Il demande à la cour de:
- dire y avoir lieu à admission de la créance de Monsieur Pennerath à la liquidation judiciaire de la société Charles Delatour à hauteur de 5 082,96 euro avec les intérêts au taux légal à compter du jour des paiements, soit les 30 octobre et 30 novembre 2000 ainsi que de la somme de 1 500 euro à titre de dommages et intérêts,
- condamner la SA Charles Delatour au paiement des dépens d'appel ainsi que d'une somme de 1 500 euro au titre de l'article 700 du nouveau Code de procédure civile pour les procédures de 1ère instance et d'appel, lesquels seront admis en frais privilégiés.

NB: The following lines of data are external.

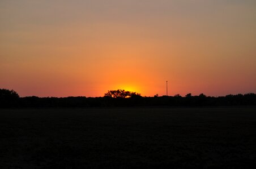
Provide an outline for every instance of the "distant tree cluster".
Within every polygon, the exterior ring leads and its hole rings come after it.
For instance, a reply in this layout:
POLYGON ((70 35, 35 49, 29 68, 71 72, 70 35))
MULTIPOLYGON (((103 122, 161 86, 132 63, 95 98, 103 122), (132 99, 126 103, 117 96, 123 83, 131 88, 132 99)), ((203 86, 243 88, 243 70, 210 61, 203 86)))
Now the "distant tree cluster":
POLYGON ((88 108, 137 106, 238 106, 256 105, 256 94, 228 95, 211 97, 203 94, 198 96, 187 94, 174 96, 142 97, 136 92, 123 90, 108 91, 104 97, 20 97, 14 90, 0 89, 0 108, 88 108))
POLYGON ((127 98, 134 96, 141 96, 140 94, 118 89, 117 90, 109 90, 104 94, 105 97, 114 98, 127 98))

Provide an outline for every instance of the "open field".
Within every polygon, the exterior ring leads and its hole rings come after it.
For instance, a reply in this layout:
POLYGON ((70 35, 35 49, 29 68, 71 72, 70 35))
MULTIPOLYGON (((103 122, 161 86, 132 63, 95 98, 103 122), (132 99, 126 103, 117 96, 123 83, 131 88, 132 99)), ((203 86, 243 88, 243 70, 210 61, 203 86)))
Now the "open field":
POLYGON ((256 107, 0 109, 0 168, 256 166, 256 107))

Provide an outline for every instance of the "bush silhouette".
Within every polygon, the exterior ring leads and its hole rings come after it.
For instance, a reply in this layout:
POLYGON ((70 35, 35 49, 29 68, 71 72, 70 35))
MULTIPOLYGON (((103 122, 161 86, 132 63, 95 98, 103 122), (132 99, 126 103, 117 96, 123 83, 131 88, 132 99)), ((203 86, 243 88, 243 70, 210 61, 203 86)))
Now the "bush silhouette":
POLYGON ((127 98, 140 96, 140 94, 136 92, 118 89, 117 90, 108 91, 108 92, 104 94, 104 96, 114 98, 127 98))

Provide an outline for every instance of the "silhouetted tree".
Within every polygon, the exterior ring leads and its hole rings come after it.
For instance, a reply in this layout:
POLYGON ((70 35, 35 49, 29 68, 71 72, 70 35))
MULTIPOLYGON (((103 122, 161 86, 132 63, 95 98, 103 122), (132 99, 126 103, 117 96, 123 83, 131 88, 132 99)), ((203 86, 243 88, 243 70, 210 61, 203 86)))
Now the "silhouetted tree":
POLYGON ((14 107, 17 105, 19 95, 13 90, 0 88, 0 107, 14 107))
POLYGON ((110 97, 114 98, 126 98, 138 96, 140 96, 140 94, 139 93, 120 89, 118 89, 117 90, 109 90, 108 91, 107 93, 104 94, 105 97, 110 97))
POLYGON ((16 91, 13 90, 0 88, 0 99, 11 99, 19 98, 19 96, 16 91))
POLYGON ((186 97, 191 97, 191 96, 192 95, 190 93, 186 94, 185 96, 186 97))

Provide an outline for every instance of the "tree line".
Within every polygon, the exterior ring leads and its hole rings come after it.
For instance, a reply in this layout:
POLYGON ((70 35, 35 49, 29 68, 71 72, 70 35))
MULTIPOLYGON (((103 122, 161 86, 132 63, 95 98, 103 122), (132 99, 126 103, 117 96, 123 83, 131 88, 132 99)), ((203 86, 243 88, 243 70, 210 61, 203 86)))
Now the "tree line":
POLYGON ((19 97, 14 90, 0 89, 0 108, 89 108, 115 106, 202 106, 256 105, 256 94, 228 95, 225 96, 207 96, 203 94, 185 97, 158 95, 143 97, 140 94, 119 90, 109 91, 104 97, 19 97))

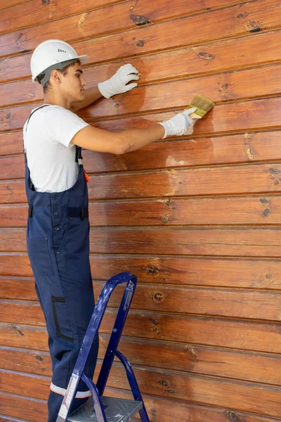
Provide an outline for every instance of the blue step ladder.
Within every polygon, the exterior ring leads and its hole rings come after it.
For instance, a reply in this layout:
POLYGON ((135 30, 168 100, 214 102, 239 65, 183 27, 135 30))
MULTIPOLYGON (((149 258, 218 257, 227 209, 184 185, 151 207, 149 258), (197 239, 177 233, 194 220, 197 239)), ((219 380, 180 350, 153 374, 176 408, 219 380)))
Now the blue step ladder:
POLYGON ((127 359, 117 350, 136 282, 136 276, 131 275, 129 272, 122 272, 110 279, 103 286, 85 334, 56 422, 127 422, 138 412, 141 422, 150 422, 132 367, 127 359), (110 297, 115 287, 122 283, 126 283, 126 286, 96 385, 85 375, 84 369, 91 345, 98 335, 98 329, 110 297), (103 396, 115 356, 125 368, 133 400, 103 396), (71 413, 71 407, 80 379, 88 385, 91 397, 84 404, 71 413))

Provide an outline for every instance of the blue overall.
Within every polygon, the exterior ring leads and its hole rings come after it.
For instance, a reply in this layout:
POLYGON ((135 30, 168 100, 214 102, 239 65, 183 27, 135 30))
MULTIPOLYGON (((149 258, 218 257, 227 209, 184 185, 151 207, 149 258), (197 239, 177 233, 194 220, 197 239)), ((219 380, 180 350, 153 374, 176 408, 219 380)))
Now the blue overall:
MULTIPOLYGON (((25 162, 29 204, 27 250, 35 289, 46 319, 53 369, 48 400, 48 422, 56 420, 94 308, 89 262, 88 190, 81 148, 76 148, 78 178, 72 188, 63 192, 36 191, 25 162)), ((98 341, 93 345, 85 371, 91 378, 98 350, 98 341)), ((82 404, 89 395, 86 384, 80 381, 72 409, 82 404)))

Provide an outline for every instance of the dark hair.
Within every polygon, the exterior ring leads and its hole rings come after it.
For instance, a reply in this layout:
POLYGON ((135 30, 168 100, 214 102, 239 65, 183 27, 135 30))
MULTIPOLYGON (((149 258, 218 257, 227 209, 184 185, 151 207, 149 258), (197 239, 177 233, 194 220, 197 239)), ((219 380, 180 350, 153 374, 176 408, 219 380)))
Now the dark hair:
MULTIPOLYGON (((70 66, 73 66, 74 65, 76 65, 77 63, 78 63, 79 65, 80 60, 77 60, 77 61, 73 62, 72 63, 70 63, 70 65, 67 65, 63 69, 57 69, 57 70, 58 72, 60 72, 60 73, 62 73, 63 75, 63 76, 65 76, 65 75, 67 75, 67 73, 68 68, 70 68, 70 66)), ((45 77, 45 72, 42 72, 42 73, 40 73, 40 75, 39 75, 37 76, 37 77, 36 78, 36 80, 37 81, 37 82, 41 84, 41 81, 42 80, 42 79, 44 77, 45 77)), ((46 82, 45 85, 43 87, 44 94, 46 94, 46 92, 48 92, 48 91, 49 91, 49 89, 50 89, 50 87, 51 87, 50 79, 48 79, 46 82)))

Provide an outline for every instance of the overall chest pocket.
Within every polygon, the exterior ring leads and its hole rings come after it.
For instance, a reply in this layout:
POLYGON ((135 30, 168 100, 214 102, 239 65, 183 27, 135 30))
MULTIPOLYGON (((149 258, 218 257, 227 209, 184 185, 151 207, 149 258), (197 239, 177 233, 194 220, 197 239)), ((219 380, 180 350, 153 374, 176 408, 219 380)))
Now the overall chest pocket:
POLYGON ((27 238, 27 252, 33 272, 38 275, 53 275, 48 238, 27 238))

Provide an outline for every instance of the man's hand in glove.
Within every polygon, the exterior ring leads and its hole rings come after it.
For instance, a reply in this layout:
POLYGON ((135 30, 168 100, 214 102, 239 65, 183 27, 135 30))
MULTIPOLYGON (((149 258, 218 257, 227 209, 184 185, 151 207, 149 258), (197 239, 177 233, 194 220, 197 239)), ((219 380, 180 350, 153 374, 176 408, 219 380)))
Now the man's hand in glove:
POLYGON ((196 122, 196 120, 193 120, 189 117, 189 115, 194 113, 196 107, 185 110, 182 113, 176 114, 171 119, 166 122, 159 122, 159 124, 162 124, 165 129, 165 134, 162 139, 166 136, 174 136, 175 135, 181 136, 181 135, 192 133, 193 124, 196 122))
POLYGON ((109 98, 117 94, 130 91, 138 85, 136 82, 129 84, 131 81, 138 81, 139 79, 138 73, 138 70, 129 63, 121 66, 110 79, 98 84, 98 89, 106 98, 109 98))

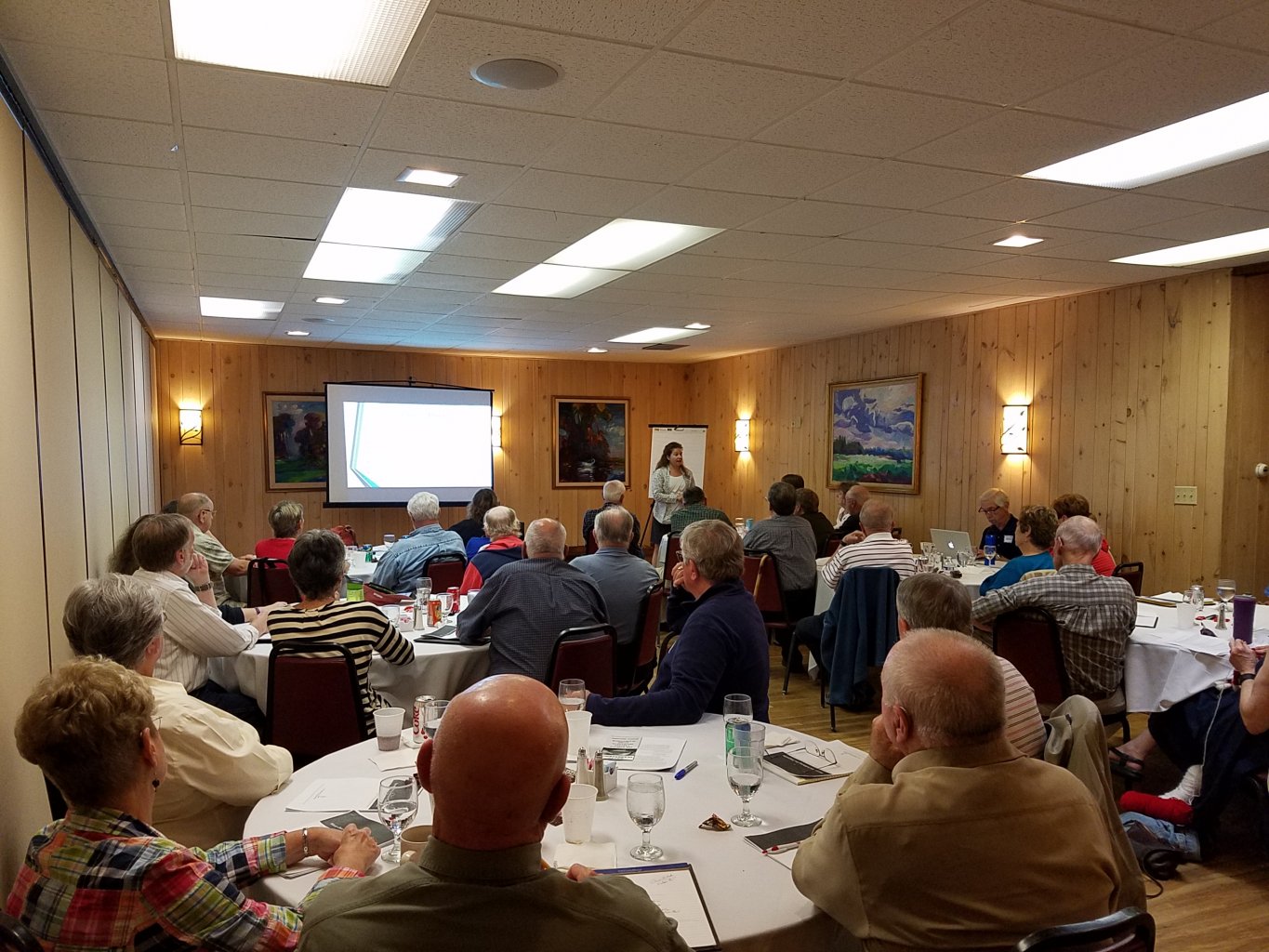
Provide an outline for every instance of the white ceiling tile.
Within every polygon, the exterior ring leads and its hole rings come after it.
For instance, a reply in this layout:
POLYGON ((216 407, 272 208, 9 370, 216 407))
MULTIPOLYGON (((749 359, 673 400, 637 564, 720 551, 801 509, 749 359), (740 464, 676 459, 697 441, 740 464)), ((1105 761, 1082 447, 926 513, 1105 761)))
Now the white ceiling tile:
POLYGON ((534 165, 553 171, 670 183, 717 159, 727 147, 722 138, 574 122, 569 133, 534 165))
POLYGON ((194 231, 214 231, 226 235, 263 235, 265 237, 316 239, 325 225, 324 218, 270 212, 242 212, 227 208, 194 206, 194 231))
POLYGON ((1154 30, 1018 0, 987 0, 859 79, 1013 105, 1162 42, 1154 30), (990 69, 983 69, 990 63, 990 69))
POLYGON ((850 76, 895 52, 975 0, 723 0, 670 41, 708 56, 850 76))
POLYGON ((250 179, 343 185, 357 159, 353 146, 193 126, 185 127, 184 140, 185 164, 190 171, 250 179))
POLYGON ((995 112, 994 107, 977 103, 844 83, 758 138, 803 149, 890 157, 995 112))
POLYGON ((16 41, 6 42, 4 51, 41 109, 171 122, 162 60, 16 41))
POLYGON ((62 159, 175 169, 171 124, 42 110, 44 131, 62 159))
POLYGON ((651 182, 529 169, 497 197, 497 203, 617 218, 660 190, 661 185, 651 182))
POLYGON ((647 51, 638 47, 439 14, 428 27, 418 53, 401 71, 396 89, 483 105, 581 116, 645 56, 647 51), (476 66, 501 57, 557 65, 562 67, 560 79, 546 89, 513 91, 486 86, 472 77, 476 66))
POLYGON ((590 117, 749 138, 834 85, 815 76, 661 51, 622 80, 590 117))
POLYGON ((902 213, 892 208, 871 208, 862 204, 789 202, 783 208, 746 222, 745 231, 779 231, 788 235, 836 237, 888 218, 896 218, 900 215, 902 213))
POLYGON ((105 195, 86 195, 93 221, 100 225, 128 225, 135 228, 168 228, 174 231, 185 227, 185 206, 166 202, 138 202, 129 198, 108 198, 105 195))
POLYGON ((756 195, 805 198, 876 164, 876 159, 857 155, 744 142, 697 169, 679 184, 756 195))
POLYGON ((341 189, 299 182, 244 179, 236 175, 189 173, 190 204, 249 212, 278 212, 326 218, 339 204, 341 189))
POLYGON ((75 192, 81 195, 142 198, 173 204, 185 201, 180 188, 180 173, 175 169, 146 169, 138 165, 82 160, 69 160, 63 165, 71 176, 75 192))
POLYGON ((387 95, 352 83, 192 62, 178 63, 176 80, 181 121, 189 126, 345 145, 365 138, 387 95))
POLYGON ((376 149, 527 165, 572 124, 562 116, 444 99, 392 96, 371 137, 376 149))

II) Motifs de la décision :
Vu les conclusions récapitulatives de Me Zordan du 14 novembre 2003 pour le compte du représentant de la SA Charles Delatour ;
Vu les conclusions de reprise d'instance de Me Thiebaut du 25 mars 2003 pour le compte de Monsieur Germain Pennerath ;
Vu l'ordonnance de clôture du 19 janvier 2004 ;
Attendu que le premier juge a rappelé à juste titre les termes de l'article L. 121 - 26 du Code de la consommation interdisant au démarcheur d'exiger ou d'obtenir du client (...) une contrepartie quelconque avant l'expiration du délai de réflexion de sept jours prévu à l'article 121-25 du même code;
Attendu qu'il résulte des pièces produites que deux chèques d'un montant de 16 671 F soit la totalité du montant de la commande de 33 342 F sont datés du jour même de la signature du bon de commande;
Attendu que la date mentionnée sur ces chèques suffit à établir qu'ils ont été rédigés et remis au démarcheur par le client le jour même de l'établissement du bon de commande;
Qu'il importe peu pour l'application des dispositions précitées que les chèques aient été effectivement encaissés après le délai de rétractation;
Attendu que les dispositions de l'article L. 121-26 du Code de la consommation sont d'ordre public et sont, en vertu de l'article 6 du Code civil, sanctionnées par la nullité de la convention;
Attendu qu'il y a lieu de prévoir que la somme de 33 342 F soit 5 067,71 euro portera des intérêts au taux légal à compter du jour de la demande en annulation du contrat, soit le 24 janvier 2001, jusqu'au de l'ouverture de la procédure de redressement judiciaire;
Qu'elle sera admise au passif de la liquidation judiciaire de la SA Charles Delatour;
Attendu que Germain Pennerath n'établit pas qu'au moment de la signature du bon de commande du 23 août 2000 il était particulièrement vulnérable; qu'en effet les certificats médicaux faisant état des troubles psychiques de Germain Pennerath sont postérieurs à cette signature; que l'âge seul de Germain Pennerath ne peut constituer une preuve de l'altération de ses facultés mentales ;
Attendu que Germain Pennerath ne justifie d'aucun préjudice résultant de l'encaissement des deux chèques ; qu'il doit être débouté de sa demande en dommages et intérêts ;
Attendu que l'équité commande d'allouer à Germain Pennerath la somme de 800 euro en application de l'article 700 du nouveau Code de procédure civile ;
Par ces motifs : LA COUR, Statuant publiquement, contradictoirement, Déclare recevable l'appel de Me Gangloff ès qualité de mandataire liquidateur à la liquidation judiciaire de la SA Charles Delatour, Réforme le jugement du Tribunal d'instance de Saint-Avold du 20 juin 2001, Statuant à nouveau, Fixe à 5 082,96 euro avec intérêts au taux légal à compter du 24 janvier 2001 jusqu'au jour du jugement d'ouverture de redressement judiciaire, le montant de la créance de Germain Pennerath au passif de la liquidation judiciaire de la SA Charles Delatour, Condamne Me Gangloff ès qualité de mandataire liquidateur à payer à Germain Pennerath la somme de 800 euro au titre de l'article 700 du nouveau Code de procédure civile, Déboute les parties de leurs demandes plus amples ou contraires, Dit que les dépens de la procédure mis à la charge de l'appelante seront admis en frais privilégiés de procédure collective.